The Supreme Court said in February it was wrong to treat “foresight” as a sufficient test to convict a defendant under the law and juries had to decide on the “whole evidence”.
But in his judgement, Lord Neuberger said the decision did not automatically mean all previous joint enterprise convictions were unsafe.
Many of those jailed under joint enterprise rules for secondary roles in crimes have been handed extremely long sentences because judges’ ability to exercise discretion in individual cases was curtailed by the imposition of mandatory life tariffs for murder under the 2003 Criminal Justice Act.
The law of joint enterprise, also known as “common purpose”, where someone acts in conjunction with the killer but does not strike the blow that causes death, dates back to at least the 16th century. It was later developed to deter duelling by making seconds and doctors liable for murder.

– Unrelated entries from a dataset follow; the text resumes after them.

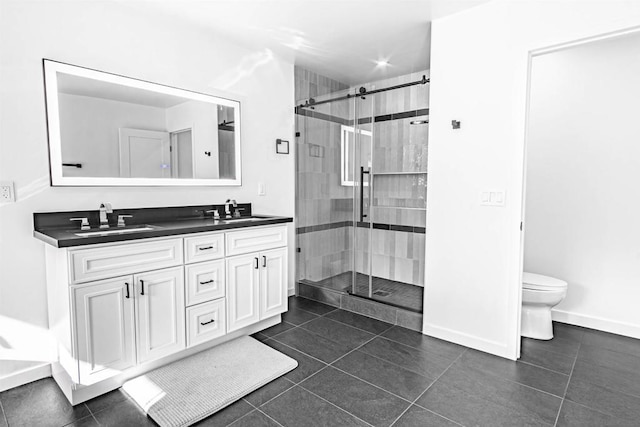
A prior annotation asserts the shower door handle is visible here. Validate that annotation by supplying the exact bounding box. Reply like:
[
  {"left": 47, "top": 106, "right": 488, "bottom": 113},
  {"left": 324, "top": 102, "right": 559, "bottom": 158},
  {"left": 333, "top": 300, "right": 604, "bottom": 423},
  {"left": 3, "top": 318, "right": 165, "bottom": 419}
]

In 1984, Sir Robin Cooke, a senior judge, decided an appeal case from Hong Kong in the judicial committee of the privy council declaring that foresight alone of what an accomplice might do was sufficient to prove guilt.
His ruling, lowering the threshold of proof, set a precedent that was followed throughout British common law jurisdictions. Over the past decade the legal principle has frequently been used to thwart gang violence.
In February, however, five supreme court justices ruled that courts had misinterpreted the foresight rule. In a damning assessment, Lord Neuberger, president of the supreme court, said that the line of legal reasoning introduced in 1984 had been in “error”. Foresight of what someone else might do is merely part of the evidence. “It is for the jury to decide on the whole evidence,” Neuberger added, “whether [a secondary party] had the necessary intent.”
That ruling, on the case of Ameen Jogee, did not result in mass releases but concluded that disputed cases would have to go back before the court of appeal to have the specific facts of the each conviction re-examined. Jogee’s conviction was quashed and he will face a retrial.